An essential ingredient for mental (and physical) health and overall wellbeing is social inclusion and a sense of belonging to a caring community. The adverse health effects of increasing population-based levels of social isolation and loneliness are now being highlighted. Dhrav Khuller, M.D. writes in “How Social Isolation is Killing Us” ( NYT December 22, 2016) that social isolation and loneliness, is linked in recent studies to a 29% increased risk of heart disease and a 32% increase in stroke.
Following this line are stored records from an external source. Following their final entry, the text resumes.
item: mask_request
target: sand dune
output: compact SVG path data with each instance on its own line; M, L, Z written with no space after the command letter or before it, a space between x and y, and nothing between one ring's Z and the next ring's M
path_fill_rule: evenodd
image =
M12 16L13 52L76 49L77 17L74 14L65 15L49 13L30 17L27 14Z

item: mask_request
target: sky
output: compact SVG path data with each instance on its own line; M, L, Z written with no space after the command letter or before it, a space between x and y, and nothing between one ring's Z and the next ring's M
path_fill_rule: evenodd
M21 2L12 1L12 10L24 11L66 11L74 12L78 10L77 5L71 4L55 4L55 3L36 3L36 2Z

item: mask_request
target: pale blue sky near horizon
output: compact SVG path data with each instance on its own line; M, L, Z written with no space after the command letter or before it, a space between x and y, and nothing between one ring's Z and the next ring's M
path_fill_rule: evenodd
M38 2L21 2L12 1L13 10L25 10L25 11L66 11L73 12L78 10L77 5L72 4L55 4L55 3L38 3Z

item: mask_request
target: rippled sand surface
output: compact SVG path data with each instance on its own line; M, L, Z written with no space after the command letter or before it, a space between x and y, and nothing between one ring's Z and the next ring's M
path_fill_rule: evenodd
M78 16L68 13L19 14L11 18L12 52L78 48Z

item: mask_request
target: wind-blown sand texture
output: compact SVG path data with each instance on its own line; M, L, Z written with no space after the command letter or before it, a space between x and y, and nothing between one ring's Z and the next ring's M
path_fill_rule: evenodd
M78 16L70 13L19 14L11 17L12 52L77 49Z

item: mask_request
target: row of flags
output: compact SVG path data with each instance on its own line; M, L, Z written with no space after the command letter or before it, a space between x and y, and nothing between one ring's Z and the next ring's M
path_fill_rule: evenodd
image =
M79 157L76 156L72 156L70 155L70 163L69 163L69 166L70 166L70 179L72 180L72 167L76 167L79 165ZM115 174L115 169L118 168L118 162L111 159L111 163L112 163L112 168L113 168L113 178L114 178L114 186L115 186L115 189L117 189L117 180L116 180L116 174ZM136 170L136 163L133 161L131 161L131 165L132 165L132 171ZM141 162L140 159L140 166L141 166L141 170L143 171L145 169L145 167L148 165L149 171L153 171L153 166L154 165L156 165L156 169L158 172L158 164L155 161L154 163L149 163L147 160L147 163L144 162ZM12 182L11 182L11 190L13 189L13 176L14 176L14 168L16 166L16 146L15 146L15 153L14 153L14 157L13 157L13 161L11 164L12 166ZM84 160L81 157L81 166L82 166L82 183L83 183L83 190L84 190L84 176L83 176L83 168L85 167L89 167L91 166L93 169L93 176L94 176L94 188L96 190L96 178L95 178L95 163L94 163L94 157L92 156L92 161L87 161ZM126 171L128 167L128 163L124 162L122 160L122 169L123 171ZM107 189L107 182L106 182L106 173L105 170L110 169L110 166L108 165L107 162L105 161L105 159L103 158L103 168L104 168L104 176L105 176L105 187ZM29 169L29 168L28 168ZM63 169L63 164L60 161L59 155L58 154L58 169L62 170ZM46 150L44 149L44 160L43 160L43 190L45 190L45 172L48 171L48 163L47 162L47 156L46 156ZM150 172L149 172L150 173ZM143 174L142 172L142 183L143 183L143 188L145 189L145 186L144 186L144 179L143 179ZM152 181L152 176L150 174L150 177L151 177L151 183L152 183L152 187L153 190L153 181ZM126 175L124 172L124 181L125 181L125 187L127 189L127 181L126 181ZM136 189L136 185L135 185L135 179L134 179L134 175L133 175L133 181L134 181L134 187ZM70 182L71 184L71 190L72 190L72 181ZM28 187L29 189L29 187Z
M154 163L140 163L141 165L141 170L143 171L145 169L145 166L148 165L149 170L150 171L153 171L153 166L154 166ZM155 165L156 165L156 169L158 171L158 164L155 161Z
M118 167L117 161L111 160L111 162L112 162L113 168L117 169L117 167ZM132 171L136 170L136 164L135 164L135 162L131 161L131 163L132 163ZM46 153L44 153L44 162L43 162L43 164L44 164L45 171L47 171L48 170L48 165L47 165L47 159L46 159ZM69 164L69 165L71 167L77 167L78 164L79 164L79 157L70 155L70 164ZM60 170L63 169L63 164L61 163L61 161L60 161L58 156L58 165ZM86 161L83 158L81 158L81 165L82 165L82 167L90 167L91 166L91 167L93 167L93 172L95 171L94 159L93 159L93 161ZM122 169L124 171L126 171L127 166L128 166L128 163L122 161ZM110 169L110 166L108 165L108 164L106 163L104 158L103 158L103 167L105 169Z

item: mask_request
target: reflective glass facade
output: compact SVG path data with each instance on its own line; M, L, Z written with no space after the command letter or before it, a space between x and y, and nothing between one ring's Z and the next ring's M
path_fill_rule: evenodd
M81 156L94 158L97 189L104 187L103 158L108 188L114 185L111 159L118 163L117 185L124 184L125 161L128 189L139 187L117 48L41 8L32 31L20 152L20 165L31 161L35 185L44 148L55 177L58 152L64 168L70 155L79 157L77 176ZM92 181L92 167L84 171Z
Objective measures of social isolation include quantity and quality of social network ties, as well as living situation (living alone, whether housed or homeless). Loneliness is a person’s perception of social isolation and is, therefore, a subjective measure. Researchers point out that loneliness and social isolation are often not significantly correlated even though we commonly think of them as such. A recent large meta-analysis (a study of research studies) that included 70 independent prospective (following people longitudinally) studies representing 3,407, 134 participants, revealed a significant effect of social isolation—whether measured objectively or subjectively— on mortality. The researchers for this study also found that the largest detrimental effects of social isolation were for middle-aged adults as opposed to older adults. They call for social isolation and loneliness to be added to lists of public health concerns. (See: “Loneliness and Social Isolation as Risk Factors for Mortality: A Meta-Analytic Review” by Julianne Holt-Lunstad, et al. in Perspectives on Psychological Science, Vol 10, issue 2, March 11, 2015.)

In the U.S. we are good at doing yet more research documenting the adverse health effects of social isolation and loneliness; we are not so good at finding constructive and sustainable ways to intervene. Many industrialized countries, including the U.K., Australia, New Zealand, Spain, and Canada are way ahead of us in terms of implementing cost-effective, community-based interventions. (See: “Researchers Confront an Epidemic of Loneliness” by Katie Hafner, NYT September 5, 2016.) In the U.K. there is the Campaign to End Loneliness. In New Zealand there is the public mental health campaign that I love: the All Right? campaign implemented in the aftermath of the Christchurch earthquakes. And addressing gendered issues, there is the Men’s Sheds movement that began in Australia and has since spread to the U.K., Ireland, Canada, and New Zealand. Another lovely and creative community-based solution I learned about this past year is the Art Hive (La Ruche d’Art) in Montreal, as well as in many other communities, including in Spain. My other wish for 2017 is that we learn from these sorts of programs and find ways to implement them in our own communities.

** A note on my (intentional) spelling of wellbeing as one un-hyphenated word: I find it both fascinating and telling that all English-speaking countries except the U.S. have moved to the use of “wellbeing” instead of the Americanized “well-being.”